Yes, absolutely! Rice is a common grain in all cooking and has a significant place in the plant-based world too. Some rice dishes may not be suitable for vegans though, so if you're eating out or following a recipe make sure there are no meat, fish or other animal products being used before you tuck in!

What happens when you go vegan and gluten-free? ›

You can be on a gluten-free vegan diet, where you are eliminating animal protein, eggs, dairy, and fish, as you would as a vegan, but you'd also have to get rid of gluten-containing grains, such as wheat and rye, as well as some oats (you need to check labels to make sure they say gluten-free, as some oats can have ...

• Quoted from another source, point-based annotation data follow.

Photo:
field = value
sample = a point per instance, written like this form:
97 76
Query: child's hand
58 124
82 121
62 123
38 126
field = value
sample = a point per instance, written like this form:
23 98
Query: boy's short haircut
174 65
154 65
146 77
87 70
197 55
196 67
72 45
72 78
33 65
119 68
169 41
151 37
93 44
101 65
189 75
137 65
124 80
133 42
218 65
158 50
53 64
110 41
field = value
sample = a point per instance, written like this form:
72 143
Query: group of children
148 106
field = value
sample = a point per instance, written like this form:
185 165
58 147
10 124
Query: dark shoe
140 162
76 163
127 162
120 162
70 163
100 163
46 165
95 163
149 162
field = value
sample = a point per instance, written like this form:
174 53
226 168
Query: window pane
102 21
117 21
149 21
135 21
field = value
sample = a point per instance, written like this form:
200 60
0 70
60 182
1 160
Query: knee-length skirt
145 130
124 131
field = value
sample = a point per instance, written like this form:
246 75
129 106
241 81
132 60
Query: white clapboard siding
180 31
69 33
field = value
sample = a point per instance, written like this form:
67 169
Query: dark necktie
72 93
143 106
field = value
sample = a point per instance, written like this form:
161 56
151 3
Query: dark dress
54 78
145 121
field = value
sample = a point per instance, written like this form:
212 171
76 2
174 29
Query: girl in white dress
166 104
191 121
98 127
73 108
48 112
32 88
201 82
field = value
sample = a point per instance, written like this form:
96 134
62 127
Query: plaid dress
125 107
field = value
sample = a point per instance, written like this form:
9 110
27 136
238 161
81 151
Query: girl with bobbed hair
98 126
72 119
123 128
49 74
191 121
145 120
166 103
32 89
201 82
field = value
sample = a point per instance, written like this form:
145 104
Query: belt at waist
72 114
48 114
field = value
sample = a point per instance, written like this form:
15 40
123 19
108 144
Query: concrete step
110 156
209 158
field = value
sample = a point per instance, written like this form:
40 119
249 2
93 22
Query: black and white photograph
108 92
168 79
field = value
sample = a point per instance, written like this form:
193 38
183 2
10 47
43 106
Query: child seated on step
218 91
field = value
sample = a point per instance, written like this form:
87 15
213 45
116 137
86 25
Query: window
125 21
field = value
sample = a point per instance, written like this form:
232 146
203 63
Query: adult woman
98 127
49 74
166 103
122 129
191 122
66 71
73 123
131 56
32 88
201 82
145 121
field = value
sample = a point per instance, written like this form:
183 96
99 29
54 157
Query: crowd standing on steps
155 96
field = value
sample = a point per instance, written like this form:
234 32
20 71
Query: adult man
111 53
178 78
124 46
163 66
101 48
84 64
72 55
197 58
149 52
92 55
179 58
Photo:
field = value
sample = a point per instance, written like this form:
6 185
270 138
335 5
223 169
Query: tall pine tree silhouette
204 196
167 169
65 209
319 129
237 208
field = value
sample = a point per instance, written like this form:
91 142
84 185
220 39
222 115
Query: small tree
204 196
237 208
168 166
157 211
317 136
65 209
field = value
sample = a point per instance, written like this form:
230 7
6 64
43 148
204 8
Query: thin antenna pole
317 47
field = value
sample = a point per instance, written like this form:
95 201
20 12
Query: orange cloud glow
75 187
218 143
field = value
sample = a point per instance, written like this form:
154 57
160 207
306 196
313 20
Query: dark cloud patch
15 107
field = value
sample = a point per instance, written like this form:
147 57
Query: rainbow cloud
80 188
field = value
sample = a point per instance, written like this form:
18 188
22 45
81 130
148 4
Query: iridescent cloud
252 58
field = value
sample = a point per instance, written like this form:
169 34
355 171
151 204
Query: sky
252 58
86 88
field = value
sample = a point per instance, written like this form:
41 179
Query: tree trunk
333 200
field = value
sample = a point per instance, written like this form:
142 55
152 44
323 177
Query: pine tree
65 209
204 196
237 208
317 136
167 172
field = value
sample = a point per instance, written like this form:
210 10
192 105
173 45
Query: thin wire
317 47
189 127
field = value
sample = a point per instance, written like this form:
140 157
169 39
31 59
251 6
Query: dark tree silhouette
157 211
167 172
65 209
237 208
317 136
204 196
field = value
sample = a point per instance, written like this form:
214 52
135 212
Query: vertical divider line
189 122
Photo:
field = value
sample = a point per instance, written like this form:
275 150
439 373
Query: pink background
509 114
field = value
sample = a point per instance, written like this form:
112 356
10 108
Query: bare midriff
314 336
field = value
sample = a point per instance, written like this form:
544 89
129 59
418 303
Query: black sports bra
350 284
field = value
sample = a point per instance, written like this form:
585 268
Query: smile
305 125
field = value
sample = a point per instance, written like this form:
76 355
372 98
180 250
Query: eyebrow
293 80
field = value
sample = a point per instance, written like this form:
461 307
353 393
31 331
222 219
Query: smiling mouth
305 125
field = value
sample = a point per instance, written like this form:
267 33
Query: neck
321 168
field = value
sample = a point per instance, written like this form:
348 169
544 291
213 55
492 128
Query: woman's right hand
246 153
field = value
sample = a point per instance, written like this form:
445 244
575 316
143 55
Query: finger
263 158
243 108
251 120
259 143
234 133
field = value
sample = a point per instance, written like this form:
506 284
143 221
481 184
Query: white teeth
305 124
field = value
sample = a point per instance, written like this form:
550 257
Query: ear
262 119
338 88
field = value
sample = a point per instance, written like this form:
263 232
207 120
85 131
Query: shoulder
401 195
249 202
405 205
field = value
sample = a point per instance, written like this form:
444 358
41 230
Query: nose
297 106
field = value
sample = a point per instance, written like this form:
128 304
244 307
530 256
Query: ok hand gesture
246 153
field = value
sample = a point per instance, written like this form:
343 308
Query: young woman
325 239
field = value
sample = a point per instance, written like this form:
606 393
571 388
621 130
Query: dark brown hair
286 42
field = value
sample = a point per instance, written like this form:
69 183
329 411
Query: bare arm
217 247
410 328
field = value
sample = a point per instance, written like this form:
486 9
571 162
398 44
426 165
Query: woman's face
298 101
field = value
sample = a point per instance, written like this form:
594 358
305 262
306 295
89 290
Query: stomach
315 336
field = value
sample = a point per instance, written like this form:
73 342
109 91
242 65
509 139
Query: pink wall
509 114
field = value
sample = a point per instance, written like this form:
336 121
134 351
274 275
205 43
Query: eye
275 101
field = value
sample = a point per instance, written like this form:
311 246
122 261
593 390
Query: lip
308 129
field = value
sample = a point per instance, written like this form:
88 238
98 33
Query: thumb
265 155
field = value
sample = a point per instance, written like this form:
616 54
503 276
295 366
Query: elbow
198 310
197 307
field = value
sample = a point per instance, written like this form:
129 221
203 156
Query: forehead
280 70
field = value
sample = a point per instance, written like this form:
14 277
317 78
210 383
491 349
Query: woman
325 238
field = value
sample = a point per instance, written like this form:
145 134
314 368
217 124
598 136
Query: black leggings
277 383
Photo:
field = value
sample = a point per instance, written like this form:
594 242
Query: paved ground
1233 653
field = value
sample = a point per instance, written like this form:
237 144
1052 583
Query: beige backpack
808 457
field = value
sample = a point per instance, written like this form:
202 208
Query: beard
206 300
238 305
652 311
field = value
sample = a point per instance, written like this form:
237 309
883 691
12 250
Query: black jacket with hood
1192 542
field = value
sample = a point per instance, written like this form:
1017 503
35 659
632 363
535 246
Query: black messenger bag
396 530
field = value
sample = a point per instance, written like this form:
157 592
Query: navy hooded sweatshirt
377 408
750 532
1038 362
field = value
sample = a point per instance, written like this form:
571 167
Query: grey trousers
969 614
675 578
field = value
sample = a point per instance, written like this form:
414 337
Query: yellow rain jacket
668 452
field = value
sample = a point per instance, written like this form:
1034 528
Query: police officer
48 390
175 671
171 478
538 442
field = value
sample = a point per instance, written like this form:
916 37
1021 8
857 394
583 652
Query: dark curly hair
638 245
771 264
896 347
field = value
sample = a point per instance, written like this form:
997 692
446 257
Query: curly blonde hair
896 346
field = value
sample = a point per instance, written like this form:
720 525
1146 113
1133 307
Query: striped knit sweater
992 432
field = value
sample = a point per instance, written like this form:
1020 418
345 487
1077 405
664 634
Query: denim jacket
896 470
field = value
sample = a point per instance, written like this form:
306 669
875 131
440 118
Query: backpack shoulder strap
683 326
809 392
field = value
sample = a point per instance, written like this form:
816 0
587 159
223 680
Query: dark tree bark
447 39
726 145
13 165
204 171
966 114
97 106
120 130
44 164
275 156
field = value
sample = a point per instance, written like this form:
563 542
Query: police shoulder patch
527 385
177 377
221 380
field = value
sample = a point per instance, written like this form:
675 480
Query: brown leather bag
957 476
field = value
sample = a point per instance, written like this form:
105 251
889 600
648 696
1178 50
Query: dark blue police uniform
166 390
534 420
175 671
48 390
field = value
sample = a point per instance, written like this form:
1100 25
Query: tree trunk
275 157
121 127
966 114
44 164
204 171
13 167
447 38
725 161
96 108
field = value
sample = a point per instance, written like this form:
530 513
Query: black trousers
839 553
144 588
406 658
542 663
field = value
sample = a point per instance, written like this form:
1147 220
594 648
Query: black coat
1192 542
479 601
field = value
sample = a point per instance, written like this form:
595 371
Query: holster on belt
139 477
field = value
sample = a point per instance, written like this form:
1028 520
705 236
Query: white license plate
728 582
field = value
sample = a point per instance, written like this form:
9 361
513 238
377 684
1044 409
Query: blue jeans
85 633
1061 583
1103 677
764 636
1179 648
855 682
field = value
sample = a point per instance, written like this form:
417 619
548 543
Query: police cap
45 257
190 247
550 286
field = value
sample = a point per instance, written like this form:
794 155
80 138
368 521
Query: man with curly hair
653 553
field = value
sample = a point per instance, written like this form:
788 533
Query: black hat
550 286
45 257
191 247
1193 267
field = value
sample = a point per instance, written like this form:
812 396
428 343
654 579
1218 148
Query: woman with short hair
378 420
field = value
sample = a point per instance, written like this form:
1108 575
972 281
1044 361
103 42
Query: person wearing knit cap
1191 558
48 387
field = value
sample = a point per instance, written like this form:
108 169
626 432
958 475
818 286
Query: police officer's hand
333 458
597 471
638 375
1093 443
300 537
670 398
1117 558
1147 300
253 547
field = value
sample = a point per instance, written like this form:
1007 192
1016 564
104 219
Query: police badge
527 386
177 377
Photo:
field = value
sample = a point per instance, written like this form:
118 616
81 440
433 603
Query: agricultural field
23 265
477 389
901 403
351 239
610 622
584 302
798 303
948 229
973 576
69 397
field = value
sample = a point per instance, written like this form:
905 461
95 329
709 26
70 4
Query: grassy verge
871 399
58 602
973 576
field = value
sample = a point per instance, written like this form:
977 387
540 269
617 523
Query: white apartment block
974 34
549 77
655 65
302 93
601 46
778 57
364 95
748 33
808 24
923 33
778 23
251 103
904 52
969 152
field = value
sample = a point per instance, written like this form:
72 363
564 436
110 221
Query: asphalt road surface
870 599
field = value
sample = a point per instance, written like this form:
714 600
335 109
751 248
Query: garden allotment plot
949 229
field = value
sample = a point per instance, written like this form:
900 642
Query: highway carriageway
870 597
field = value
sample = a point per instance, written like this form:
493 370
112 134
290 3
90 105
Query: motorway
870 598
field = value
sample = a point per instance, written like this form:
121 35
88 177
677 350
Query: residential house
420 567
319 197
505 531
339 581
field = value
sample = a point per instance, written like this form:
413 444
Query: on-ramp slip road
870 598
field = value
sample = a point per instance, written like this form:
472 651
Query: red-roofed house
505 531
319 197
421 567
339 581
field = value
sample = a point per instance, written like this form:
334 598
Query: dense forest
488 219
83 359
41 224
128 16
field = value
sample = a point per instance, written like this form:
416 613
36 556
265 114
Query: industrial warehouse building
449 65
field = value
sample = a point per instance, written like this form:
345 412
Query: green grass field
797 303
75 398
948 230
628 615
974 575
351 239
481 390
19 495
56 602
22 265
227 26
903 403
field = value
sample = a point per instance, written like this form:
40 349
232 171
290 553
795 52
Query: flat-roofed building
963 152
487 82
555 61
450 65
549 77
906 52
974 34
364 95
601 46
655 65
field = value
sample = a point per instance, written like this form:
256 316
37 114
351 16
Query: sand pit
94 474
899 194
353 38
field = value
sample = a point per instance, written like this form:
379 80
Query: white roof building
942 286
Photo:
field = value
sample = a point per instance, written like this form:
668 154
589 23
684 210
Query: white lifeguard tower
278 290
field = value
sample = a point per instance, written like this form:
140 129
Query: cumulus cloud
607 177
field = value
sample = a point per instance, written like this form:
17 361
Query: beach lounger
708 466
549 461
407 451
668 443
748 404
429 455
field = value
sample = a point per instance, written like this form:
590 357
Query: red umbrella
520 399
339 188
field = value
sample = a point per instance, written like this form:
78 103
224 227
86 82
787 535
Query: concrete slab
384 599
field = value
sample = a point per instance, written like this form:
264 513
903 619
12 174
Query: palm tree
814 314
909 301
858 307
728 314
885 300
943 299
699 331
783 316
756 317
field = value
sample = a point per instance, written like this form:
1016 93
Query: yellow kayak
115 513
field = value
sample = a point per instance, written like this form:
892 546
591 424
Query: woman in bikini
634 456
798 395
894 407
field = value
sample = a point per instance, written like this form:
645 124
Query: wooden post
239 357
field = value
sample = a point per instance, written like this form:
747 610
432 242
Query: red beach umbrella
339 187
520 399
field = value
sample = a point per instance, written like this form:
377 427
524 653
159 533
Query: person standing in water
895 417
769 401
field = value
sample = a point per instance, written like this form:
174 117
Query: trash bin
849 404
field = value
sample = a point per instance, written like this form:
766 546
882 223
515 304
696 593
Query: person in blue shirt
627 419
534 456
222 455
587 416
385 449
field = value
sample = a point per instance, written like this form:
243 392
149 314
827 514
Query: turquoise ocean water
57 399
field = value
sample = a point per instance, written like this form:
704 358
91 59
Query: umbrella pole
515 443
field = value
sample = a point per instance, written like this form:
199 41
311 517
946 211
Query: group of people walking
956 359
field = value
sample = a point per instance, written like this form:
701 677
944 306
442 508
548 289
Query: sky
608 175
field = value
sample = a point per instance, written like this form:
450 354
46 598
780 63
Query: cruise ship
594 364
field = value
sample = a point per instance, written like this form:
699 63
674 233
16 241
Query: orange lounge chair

Are potatoes gluten-free? ›

The simple answer is yes — potatoes are gluten-free. Gluten is a type of protein found in wheat, rye, barley, and other grains. Potatoes aren't grains, they're a type of starchy vegetable. That's good news for people who can't tolerate gluten because they have celiac disease or gluten intolerance.

Can vegans eat hummus? ›

Hummus is a vegan staple that allows you to have some versatility in your diet. It's an immensely popular food amongst vegans so you may have found a new favourite yourself. It's available in a wide range of flavours and is very versatile in the kitchen so you can experiment with it if you wish to.

What foods are naturally gluten and dairy free? ›

Beans, legumes, tofu, most types of tempeh, most plant-based protein powders, and some plant-based protein bars are free of dairy and gluten. Many meat and dairy substitutes, such as plant-based burgers (Amy's, Dr.

Are Oreos vegan? ›

Many vegans refer to Oreos as “accidentally vegan,” meaning they don't contain animal products — but they weren't created to be a specifically vegan treat. Oreos do not contain milk, eggs, or any other animal-derived products, so they are technically vegan in that sense.

What vegan food is made from gluten? ›

Seitan is a plant-based meat substitute made from wheat gluten that mimics the flavor and texture of chicken. You can buy it in many health food supermarkets, or you can make it yourself. It's typically made out of vital wheat gluten, an ingredient that has a similar texture to flour but is mostly, well, gluten.